Ils sont encore au lit. On voit qu'ils
n'ont rien à faire, pas d'emploi du temps, pas de planning. Du moins
pas encore. C'est elle qui se lève en premier. Comme toujours,
monsieur préférant roupiller le
plus longtemps possible. Elle
m'ouvre la baie vitrée et je peux alors découvrir l'ambiance de
cette nouvelle journée. J'ai tendance à préférer la nuit et faire
mes petits sommes le jour mais c'est tout le contraire pour monsieur
et madame. Mademoiselle. La nuit recèle pourtant plus de mystères,
d'intensité et de joies secrètes. Malheureusement, ils ne sont pas de mon avis et je m'adapte tout en souplesse.
Dehors, je sens déjà les rayons du
soleil éblouir mon pelage noir. Il va encore faire chaud et je vais
devoir trouver un endroit ombragé pour ne pas haleter. Je monte sur
le muret de la terrasse pour avoir une meilleure vue. Rien à
l'horizon pour le moment. Le calme drape le quartier d'un silence en
coton. J'entends le bruit d'un tintement en cascade que je connais si
bien. C'est l'heure du repas. Et c'est toujours elle qui s'en occupe.
Deux fois par jour. Matin et soir.
Je n'ai pas leur notion du temps et je
suis épuisée devant leur envie d'activités fébriles. Toujours
plus et toujours plus vite. J'aimerais les inviter à se poser comme
moi. A prendre le temps. Sentir l'air matinal et voir la vie d'un
regard perçant. Mais ils sont loin de tout ça. Elle s'active déjà.
Eau qui coule, assiette qui claque, soupir de balai. Ils vivent à
l'impératif. Je préfère le présent plus seyant.
C'est étonnant tout ce que je peux
entendre d'absurdités venant de leur part. Enfin, eux mais surtout
les bonhommes colorés qui apparaissent comme par magie sur un
rectangle noir. Je ne comprends pas toujours leurs propos mais c'est
souvent terrifiant.
Des hommes tirés à quatre épingles
et qui ont l'air de se prendre très au sérieux racontent d'une voix
monocorde, des fois énervée quand ils accueillent des invités, ce
qui se passe à l'extérieur de mon cocon. Ça ne me donne pas très
envie de découvrir le monde.
J'entends toujours les mêmes sujets.
Une guerre par-ci, un conflit par-là. Des hommes ressemblant à des
clowns acclamés par des foules criardes. Et des mots incessants qui
m'endorment souvent d'ennui : rigueur, austérité, crise,
économie... Leur vie n'est pas très amusante. Moi qui suis une
fervente adepte de la dolce vita, je suis interloquée par
leur mode de vie.
Ils ne s'arrêtent donc jamais ?
Je devrais même dire : vous ne vous arrêtez donc jamais ?
Des fois, ce sont des femmes qui
apparaissent mais ça revient toujours au même. Tout fini en
micro-conflit. Petite bombe prête à déclarer la guerre des mots.

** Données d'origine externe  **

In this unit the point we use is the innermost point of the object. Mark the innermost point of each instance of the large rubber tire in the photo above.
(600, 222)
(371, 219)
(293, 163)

Même sur des émissions terriblement abrutissantes et soi disant
portraitistes de la réalité, les gens s'insultent à en perdre leur
grammaire.
Est-ce donc ça votre monde ?
C'est éreintant, vous ne trouvez pas ? Cela explique sans doute
que vous n'ayez qu'une seule vie contrairement à nous.
Monsieur s'est levé. Tout devient
bruit, paroles et revendications même dehors où des mères sortent
avec leurs bambins gambadant comme des oies. C'est une chose que j'ai
comprise depuis longtemps. Ils revendiquent chaque jour le droit à
vivre une journée. Et ils passent tellement de temps à déblatérer
et partir en conjectures qui atteindraient la lune, qu'à la fin de
la journée, ils n'ont rien vécu de réel. Le bruit et la vitesse ne
sont que des faux-semblants de vie et chacun passe à côté étant
sûr d'atteindre un objectif illusoire.
Vous voulez mon avis ? Être
vivant, c'est en premier lieu sentir ! Sentir l'air dans ses
narines, le vent sur son pelage, l'eau sur ses moustaches. Sentir les
yeux fermés. Ressentir ce qui nous entoure. J'ai bien essayé de
leur faire comprendre en leur donnant l'exemple mais on ne me donne
pas assez de crédit. Qu'à cela ne tienne, c'est moi qui profiterait
de sept vies et pas ces bougres attachants malgré tout qui m'ont
déjà oubliée trop occupés à remplir un vide qui n'existe pas.
S'ils se posaient consciemment, ils ressentiraient le tout mais en
attendant, c'est mon privilège félin.